Flemish painter Jan van den Hoecke’s painting of the Holy Roman Emperor Ferdinand III, Johann Jakob Froberger’s patron, whose death was so heartbreaking to the composer that he composed a lamentation in allemande for harpsichord.
蘭德斯畫家揚·凡·登·胡克筆下的神聖羅馬帝國皇帝斐迪南三世,是弗洛貝爾格的贊助者,他的過世讓作曲家大為傷痛,以阿勒曼德舞曲風格寫下一首大鍵琴悲歌。

Photo: Wikimedia Commons
照片:維基共享資源

As the name implies, a suite is a collection of short, stylistically different dances. They were a very popular form of composition during the Baroque period. The French ordre and suite and the Italian partite are just different words meaning the same thing.

In previous Bilingual Music articles we have seen how certain French Baroque composers would append unique — and often inscrutable — titles to individual dances within the suite. Yet, the music behind these mysterious titles actually has a set logic and sequence. That is, they would start with an allemande, followed by a courante, then a sarabande and perhaps a gavotte, and conclude with a gigue.

The German Baroque composer Johann Jakob Froberger (1616-1667) is generally regarded as the person who established the accepted sequence of the suite.

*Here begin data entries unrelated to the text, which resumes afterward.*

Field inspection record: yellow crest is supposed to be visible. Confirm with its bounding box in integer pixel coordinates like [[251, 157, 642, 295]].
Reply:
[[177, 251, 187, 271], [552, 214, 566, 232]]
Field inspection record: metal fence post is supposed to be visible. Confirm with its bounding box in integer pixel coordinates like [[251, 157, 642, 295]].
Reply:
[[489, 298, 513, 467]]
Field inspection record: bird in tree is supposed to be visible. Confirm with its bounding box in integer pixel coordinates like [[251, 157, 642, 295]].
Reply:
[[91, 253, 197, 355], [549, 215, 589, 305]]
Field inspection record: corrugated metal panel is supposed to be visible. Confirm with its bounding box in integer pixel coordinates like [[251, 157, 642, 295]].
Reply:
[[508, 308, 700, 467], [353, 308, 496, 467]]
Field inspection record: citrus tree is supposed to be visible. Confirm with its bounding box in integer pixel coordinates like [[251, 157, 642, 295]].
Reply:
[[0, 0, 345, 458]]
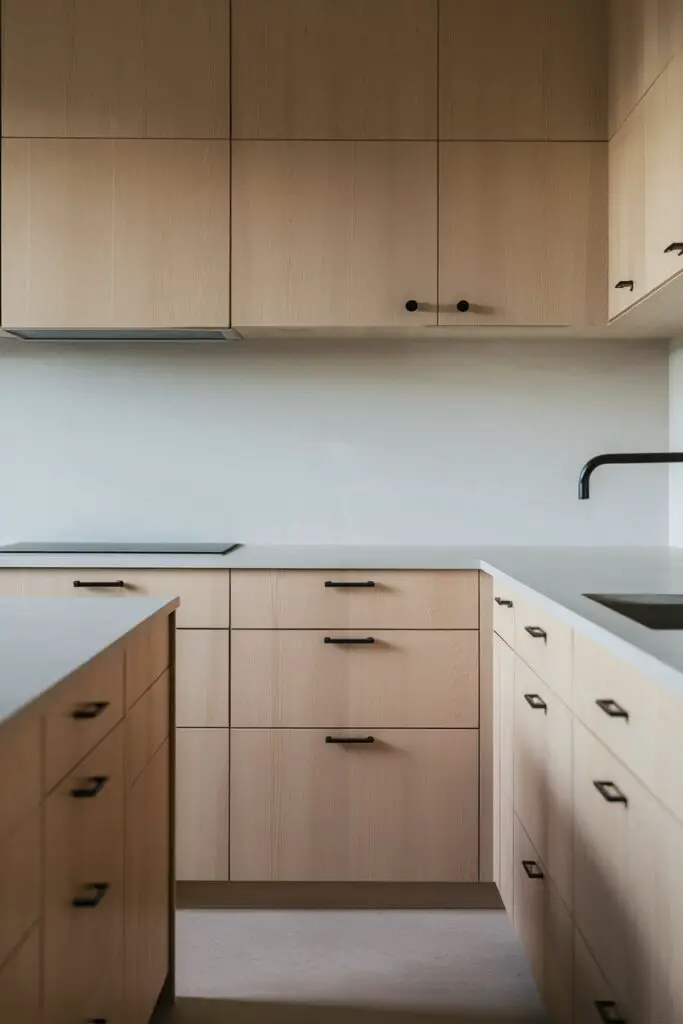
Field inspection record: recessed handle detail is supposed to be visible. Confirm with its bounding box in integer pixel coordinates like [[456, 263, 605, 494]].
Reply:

The manuscripts he presented to the Holy Roman Emperor Ferdinand III have been preserved, and they became the model for later composers to follow.

Suites generally commence with a moderate tempo allemande (originally from “Allemagne,” the French word for Germany), providing a solemn opening to the music. This is followed by a faster tempo triple-meter courante, the name coming from the Italian word for “running,” as in flowing currents. The music then slows down to the moderate pace of the sarabande, a dance originating in the Spanish colonies in South America, a lively and energetic musical style that was tamed when brought across to Europe and transformed into the adagio dances popular in European court music. The gigue, a lively folk dance often used to end the suite with a final flourish, originated from the Irish jig imported to Europe in the mid-17th century before court composers gradually wove a contrapuntal texture into it.

While Baroque composers inherited Froberger’s order, they also introduced other dance styles, known as galanteries, which included elegant, lighter minuets and agile double-time French bourree and gavotte, as well as the chaconne and passacaglia, which were used for variations and later used by Johann Sebastian Bach, among others, to create their masterpieces.

(Translated by Paul Cooper)

巴洛克音樂中的「組曲」,顧名思義是由數首風格殊異的簡短舞曲組成,曾經是該時期最受歡迎的作品類型。法文「ordre」、「suite」,或義大利文「partite」其實指的都是「組曲」。

在日前的專欄中,我們知道法國巴洛克作曲家會為組曲中的各首短舞曲冠上獨特──又經常讓人摸不著頭緒──的神秘小標題。然而,這些標題背後的音樂本身仍然有著一定的規律和順序:通常以德國舞曲開頭,接著是庫朗舞曲,再依序演奏薩拉邦德舞曲、嘉禾舞曲等,最後以吉格舞曲結尾。

德國的巴洛克作曲家約翰‧雅各‧弗洛貝爾格(西元一六一六~一六六七)今日咸認為是「組曲」順序的奠基者,他致贈給神聖羅馬帝國皇帝斐迪南三世的手稿都被完整地保存下來,進而成為日後作曲家的創作典範。

組曲通常由速度溫和且偏慢的「德國舞曲」(音譯為阿勒曼德,源自於法文中的「德國」一字)展開整部作品,彷彿莊嚴的進場音樂。隨後接入三拍子的「庫朗舞曲」,速度極快,就像是該字的義大利文來源,呈現出水流的奔馳感。音樂隨後速度放慢,轉入溫柔和緩的「薩拉邦德舞曲」。這類音樂最初源自於西班牙在南美洲的殖民地,生動活潑的音樂風格在傳回歐洲大陸後遭到馴化,成為宮廷音樂中常見的慢板舞曲。充滿活力而富有民俗風味的「吉格舞曲」源自於愛爾蘭,在十七世紀中期傳入歐洲大陸,在宮廷作曲家們的筆下逐漸加入對位的音樂織理,通常被用來作為組曲的華麗壓軸。

在承繼弗洛貝爾格奠定的組曲結構之外,巴洛克作曲家亦會視情況與個人喜好加入其他的舞曲類型,稱為「組曲」內的「華麗曲」(galanteries),這些「可供選配」的音樂包括了優雅又不失輕盈的小步舞曲、輕快的二拍子法國「布雷舞曲」、「嘉禾舞曲」,以及「夏康舞曲」和「帕薩卡利亞舞曲」。具有變奏功能的後兩者,日後更成為包括巴赫等許多作曲家譜下扛鼎之作的載體。